If you updated your installation to enable the Cilium flow logs and you want to keep the Redis stream logs enabled, make sure to explicitly set the logs/redis_stream_cilium_flows pipeline to true before you upgrade to version 2.7.

🌟 New features

Review the following new features that are introduced in version 2.7 and that you can enable in your environment.

Deployment overrides and other options for external auth service and rate limiter

Now, you can set deployment overrides for the external auth service and rate limiter in the Helm values file for your Gloo Mesh Core installation. This way, you can customize the default deployment settings, such as the metadata or resource limits for CPU and memory. Or, you might want to provide your own resource such as a config map, service account, or volume that you mount to the deployment. For more information, see Overrides for default components.

You also now can set the number of replicas for the rate limiter with the new rateLimiter.rateLimiter.replicas setting. For more information, see the Helm reference docs.

🔄 Feature changes

Review the following changes that might impact how you use certain features in your Gloo environment.

  • No feature changes are currently reported.

🚧 Known issues

The Solo team fixes bugs, delivers new features, and makes changes on a regular basis as described in the changelog. Some issues, however, might impact many users for common use cases. These known issues are as follows:

  • Cluster names: Do not use underscores (_) in the names of your clusters or in the kubeconfig context for your clusters.
  • Istio:
    • Due to a lack of support for the Istio CNI and iptables for the Istio proxy, you cannot run Istio (and therefore Gloo Mesh Core) on AWS Fargate.

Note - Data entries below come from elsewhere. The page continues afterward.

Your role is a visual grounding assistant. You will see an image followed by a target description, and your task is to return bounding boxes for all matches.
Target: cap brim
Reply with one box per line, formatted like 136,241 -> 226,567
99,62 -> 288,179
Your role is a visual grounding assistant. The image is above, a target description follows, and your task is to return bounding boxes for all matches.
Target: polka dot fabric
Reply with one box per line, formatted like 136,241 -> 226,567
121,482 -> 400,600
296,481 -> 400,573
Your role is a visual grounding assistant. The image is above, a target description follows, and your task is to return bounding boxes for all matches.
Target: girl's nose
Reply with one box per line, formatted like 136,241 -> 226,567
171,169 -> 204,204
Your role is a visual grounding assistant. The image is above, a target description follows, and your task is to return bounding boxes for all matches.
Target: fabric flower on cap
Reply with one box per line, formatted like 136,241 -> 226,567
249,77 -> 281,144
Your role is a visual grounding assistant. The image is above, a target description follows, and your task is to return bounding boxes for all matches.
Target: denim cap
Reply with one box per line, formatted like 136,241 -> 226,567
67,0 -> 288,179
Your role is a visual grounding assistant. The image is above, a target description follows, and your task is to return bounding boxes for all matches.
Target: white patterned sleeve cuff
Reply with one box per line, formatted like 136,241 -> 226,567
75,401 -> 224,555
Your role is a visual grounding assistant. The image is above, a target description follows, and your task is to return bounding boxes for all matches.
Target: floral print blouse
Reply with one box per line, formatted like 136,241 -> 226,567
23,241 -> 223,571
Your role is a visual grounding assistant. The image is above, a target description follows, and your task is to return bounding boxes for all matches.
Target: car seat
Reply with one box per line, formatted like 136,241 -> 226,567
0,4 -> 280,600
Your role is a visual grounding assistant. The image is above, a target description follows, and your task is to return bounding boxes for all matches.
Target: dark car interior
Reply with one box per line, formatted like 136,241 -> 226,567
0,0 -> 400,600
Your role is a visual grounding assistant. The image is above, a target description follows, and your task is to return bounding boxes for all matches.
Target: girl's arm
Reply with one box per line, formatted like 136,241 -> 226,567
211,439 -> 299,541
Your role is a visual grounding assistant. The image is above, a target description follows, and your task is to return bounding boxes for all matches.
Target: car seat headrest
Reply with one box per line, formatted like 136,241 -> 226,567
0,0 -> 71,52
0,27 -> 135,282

For more information, see the Amazon EKS issue.
      • In Gloo Mesh Core version 2.6, ambient mode requires the Solo distribution of Istio version 1.22.3 or later (1.22.3-solo).
      • In Istio 1.22.0-1.22.3, the ISTIO_DELTA_XDS environment variable must be set to false. For more information, see this upstream Istio issue. Note that this issue is resolved in Istio 1.22.4.
      • Istio 1.20 is supported only as patch version 1.20.1-patch1 and later. Do not use patch versions 1.20.0 and 1.20.1, which contain bugs that impact several Gloo Mesh Core features that rely on Istio ServiceEntries.
    • OTel pipeline: FIPS-compliant builds are not currently supported for the OTel collector agent image.